Egypt and Ethiopia are in a crash on the Blue Nile Renaissance Dam, the biggest hydraulic dam in Africa, over the Grand Ethiopian Renaissance Dam (GERD). Both nations have increased the tension and pushed the international political scene to the fore. The outcome was evident as Ethiopia departed from peace talks mediated by the United States at the end of February. Ethiopia initially asked for more period for discussion, but later issued a declaration that the US pressured them to make an agreement which was not in their investment. The Egyptians, who had hoped that the American-mediated talks would soon be resolved, were plummeted by Ethiopia’s discontinuation. 

The Arab League consequently gave funding to the conflict by seeking Ethiopia to honour Egypt’s sovereignty from over the Nile. The GERD’s reserves will maintain approximately 74bn cubic meters of water at a rate comparable a year and a half of the stream of the Blue Nile, a big sticking point among Ethiopia and Egypt. The move is equally significant. For seven years, Ethiopia needs to replenish the reservoirs while Egypt needs the duration in Ethiopia to be 12-21 years longer. The clock is running out for a deal with Ethiopia, which is preparing to begin refilling the reservoirs in July 2020. 

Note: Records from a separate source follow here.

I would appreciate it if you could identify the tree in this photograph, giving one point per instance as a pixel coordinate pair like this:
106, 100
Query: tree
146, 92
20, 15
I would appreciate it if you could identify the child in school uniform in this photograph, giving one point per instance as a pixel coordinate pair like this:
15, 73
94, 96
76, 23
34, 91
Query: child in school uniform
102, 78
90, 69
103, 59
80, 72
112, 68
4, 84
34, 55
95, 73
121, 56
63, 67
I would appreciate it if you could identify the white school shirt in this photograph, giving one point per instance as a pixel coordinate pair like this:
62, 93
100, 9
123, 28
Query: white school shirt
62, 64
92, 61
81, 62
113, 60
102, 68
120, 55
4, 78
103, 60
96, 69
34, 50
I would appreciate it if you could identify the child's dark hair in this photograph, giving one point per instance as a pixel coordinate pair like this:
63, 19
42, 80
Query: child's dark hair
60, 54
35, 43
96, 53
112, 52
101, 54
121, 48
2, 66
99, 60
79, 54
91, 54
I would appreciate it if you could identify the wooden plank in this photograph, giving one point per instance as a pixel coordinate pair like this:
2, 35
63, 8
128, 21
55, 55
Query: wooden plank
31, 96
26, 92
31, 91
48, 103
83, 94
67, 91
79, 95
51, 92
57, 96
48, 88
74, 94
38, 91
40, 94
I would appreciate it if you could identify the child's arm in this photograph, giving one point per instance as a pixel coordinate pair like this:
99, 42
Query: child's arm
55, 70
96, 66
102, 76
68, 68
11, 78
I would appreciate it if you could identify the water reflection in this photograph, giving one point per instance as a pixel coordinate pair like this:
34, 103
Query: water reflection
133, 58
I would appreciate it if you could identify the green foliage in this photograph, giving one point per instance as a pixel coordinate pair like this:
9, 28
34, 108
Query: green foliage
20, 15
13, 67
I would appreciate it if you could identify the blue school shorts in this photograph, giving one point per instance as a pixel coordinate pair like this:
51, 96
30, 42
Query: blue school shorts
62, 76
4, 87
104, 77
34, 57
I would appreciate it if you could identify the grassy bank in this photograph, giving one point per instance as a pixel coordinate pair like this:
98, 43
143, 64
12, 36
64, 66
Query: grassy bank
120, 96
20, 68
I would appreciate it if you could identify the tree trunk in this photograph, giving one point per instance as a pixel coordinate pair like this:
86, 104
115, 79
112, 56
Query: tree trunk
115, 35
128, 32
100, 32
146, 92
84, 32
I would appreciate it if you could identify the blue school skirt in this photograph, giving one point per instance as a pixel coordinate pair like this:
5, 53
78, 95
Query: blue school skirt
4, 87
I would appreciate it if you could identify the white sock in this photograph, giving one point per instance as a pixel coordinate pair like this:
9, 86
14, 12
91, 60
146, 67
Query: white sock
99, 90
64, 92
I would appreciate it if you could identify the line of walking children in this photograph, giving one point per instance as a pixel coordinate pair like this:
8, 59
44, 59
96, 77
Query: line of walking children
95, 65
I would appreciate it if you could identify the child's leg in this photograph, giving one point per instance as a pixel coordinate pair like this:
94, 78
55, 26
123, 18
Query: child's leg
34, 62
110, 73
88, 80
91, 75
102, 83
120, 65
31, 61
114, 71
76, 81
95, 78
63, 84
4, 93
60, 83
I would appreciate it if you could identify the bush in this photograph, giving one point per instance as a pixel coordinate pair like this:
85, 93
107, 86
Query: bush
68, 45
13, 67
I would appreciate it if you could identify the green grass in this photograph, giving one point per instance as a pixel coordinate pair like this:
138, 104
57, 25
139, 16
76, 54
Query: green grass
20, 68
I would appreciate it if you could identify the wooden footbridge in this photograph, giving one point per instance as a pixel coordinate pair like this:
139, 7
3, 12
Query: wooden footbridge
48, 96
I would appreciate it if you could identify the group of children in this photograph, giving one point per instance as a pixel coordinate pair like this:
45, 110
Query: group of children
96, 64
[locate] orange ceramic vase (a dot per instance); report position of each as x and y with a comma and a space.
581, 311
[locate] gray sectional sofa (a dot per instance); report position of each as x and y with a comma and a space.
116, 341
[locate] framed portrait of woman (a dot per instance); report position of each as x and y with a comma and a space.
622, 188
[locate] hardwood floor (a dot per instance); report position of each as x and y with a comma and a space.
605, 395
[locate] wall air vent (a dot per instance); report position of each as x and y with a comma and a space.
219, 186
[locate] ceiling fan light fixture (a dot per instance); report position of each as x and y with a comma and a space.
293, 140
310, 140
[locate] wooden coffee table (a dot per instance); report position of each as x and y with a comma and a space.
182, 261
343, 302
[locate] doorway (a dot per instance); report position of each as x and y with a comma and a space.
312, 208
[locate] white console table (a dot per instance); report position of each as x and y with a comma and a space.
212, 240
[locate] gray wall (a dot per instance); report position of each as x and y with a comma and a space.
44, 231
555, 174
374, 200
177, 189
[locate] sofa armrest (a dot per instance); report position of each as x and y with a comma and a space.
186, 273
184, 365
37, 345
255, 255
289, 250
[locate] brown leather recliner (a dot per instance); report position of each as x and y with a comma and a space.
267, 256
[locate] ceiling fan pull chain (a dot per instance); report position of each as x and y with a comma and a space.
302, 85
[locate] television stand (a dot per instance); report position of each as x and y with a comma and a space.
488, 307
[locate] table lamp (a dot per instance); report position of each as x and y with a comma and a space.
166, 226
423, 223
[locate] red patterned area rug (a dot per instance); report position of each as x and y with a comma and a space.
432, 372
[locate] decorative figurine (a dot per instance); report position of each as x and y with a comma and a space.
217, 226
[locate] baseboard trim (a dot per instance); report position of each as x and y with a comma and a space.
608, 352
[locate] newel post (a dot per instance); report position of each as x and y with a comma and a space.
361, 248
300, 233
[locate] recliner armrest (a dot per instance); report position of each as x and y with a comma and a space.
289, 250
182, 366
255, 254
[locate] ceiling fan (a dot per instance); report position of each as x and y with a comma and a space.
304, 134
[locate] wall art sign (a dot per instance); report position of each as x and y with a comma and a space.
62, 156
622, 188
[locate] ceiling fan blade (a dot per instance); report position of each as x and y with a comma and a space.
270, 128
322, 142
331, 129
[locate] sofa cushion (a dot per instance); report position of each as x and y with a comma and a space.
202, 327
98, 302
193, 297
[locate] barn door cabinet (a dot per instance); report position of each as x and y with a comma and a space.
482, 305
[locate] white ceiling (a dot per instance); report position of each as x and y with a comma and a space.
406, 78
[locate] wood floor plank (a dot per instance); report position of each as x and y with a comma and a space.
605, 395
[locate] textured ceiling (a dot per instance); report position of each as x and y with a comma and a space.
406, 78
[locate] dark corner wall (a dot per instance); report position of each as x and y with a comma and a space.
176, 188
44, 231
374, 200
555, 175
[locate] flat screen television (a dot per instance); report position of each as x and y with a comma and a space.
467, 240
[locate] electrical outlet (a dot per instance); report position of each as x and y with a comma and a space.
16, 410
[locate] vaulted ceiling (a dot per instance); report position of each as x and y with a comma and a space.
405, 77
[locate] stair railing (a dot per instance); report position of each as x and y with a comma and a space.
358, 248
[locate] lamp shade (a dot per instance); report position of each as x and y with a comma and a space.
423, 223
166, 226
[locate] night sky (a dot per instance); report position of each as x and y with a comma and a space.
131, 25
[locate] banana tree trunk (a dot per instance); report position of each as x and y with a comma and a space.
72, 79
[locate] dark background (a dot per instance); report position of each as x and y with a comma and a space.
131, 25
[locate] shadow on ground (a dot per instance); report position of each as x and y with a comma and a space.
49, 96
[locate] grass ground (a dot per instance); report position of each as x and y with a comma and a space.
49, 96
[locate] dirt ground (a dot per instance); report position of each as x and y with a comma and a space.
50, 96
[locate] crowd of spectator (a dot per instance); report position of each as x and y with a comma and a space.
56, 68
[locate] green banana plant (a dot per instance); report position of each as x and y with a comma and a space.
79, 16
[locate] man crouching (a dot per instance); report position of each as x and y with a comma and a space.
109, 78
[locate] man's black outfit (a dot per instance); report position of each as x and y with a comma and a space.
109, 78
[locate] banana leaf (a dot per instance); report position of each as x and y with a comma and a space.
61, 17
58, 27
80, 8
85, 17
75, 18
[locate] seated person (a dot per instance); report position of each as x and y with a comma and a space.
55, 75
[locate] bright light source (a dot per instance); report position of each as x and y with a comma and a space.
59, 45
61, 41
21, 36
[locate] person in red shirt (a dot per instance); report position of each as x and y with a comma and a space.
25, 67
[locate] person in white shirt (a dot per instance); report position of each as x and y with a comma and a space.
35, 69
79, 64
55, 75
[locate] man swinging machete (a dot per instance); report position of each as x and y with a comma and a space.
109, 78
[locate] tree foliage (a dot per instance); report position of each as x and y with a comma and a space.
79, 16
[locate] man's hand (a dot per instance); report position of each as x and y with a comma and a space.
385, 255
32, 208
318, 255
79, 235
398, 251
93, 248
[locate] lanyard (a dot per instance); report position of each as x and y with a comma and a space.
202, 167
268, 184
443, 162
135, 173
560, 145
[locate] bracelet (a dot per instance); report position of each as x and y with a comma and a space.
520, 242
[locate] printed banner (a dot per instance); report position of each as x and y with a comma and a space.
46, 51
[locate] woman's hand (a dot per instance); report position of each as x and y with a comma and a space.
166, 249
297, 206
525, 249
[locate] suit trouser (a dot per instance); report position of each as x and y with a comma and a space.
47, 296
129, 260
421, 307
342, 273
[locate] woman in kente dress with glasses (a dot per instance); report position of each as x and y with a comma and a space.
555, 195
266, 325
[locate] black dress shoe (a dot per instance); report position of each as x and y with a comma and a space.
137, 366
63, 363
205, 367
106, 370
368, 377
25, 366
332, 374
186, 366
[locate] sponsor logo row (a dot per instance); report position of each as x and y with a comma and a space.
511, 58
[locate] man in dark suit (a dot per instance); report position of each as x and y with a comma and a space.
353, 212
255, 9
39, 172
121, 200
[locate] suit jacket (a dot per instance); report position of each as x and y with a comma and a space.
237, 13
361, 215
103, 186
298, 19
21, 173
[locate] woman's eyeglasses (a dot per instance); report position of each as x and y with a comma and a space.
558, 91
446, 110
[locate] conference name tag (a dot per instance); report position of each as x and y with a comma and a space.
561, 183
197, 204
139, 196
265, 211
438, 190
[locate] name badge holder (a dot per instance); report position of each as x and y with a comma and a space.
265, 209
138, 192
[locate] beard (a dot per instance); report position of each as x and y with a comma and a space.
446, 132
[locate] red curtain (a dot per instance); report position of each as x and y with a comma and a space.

Throughout the uncompromising dispute, Ethiopia and Egypt must have proper preparation to create substantive changes to prevent a disastrous destabilization. The GERD mission, launched in 2011, is $5bn and will change Ethiopia. Upon fulfilment, approximately 16,000 GW of energy production is yet to change the power industry. Today, only 44% of families in Ethiopia have full rights to power, one quarter of whom depend on off-grid services.

Egypt, a wasteland country which depends mainly on the Nile for its natural water requirements, is seriously challenged by GERD regardless of its advantages offered to Ethiopia. Ethiopia, unlike Egypt and Sudan, has constrained water and cultivable land and is highly improbable to utilize the river for water-based farming. Nevertheless, it is committed to developing its hydropower production capability in the Nile Basin. As some analysts claim that 84 percent of the Nile freshwater that enters Egypt comes from Ethiopia, Egypt’s water availability is reasonably feared.

Expanding the GERD fitting cycle to more than 12 years will contribute to Ethiopia’s substantial financial damage. The intangible value of GERD for international economic and trade growth should be taken up by Egypt and Ethiopia. Ethiopia has little oil or natural reserves but has a considerable power generation capability of nearly 45,000 GW. The above enables it to distribute energy to regions linked to the energy pool in Eastern Africa.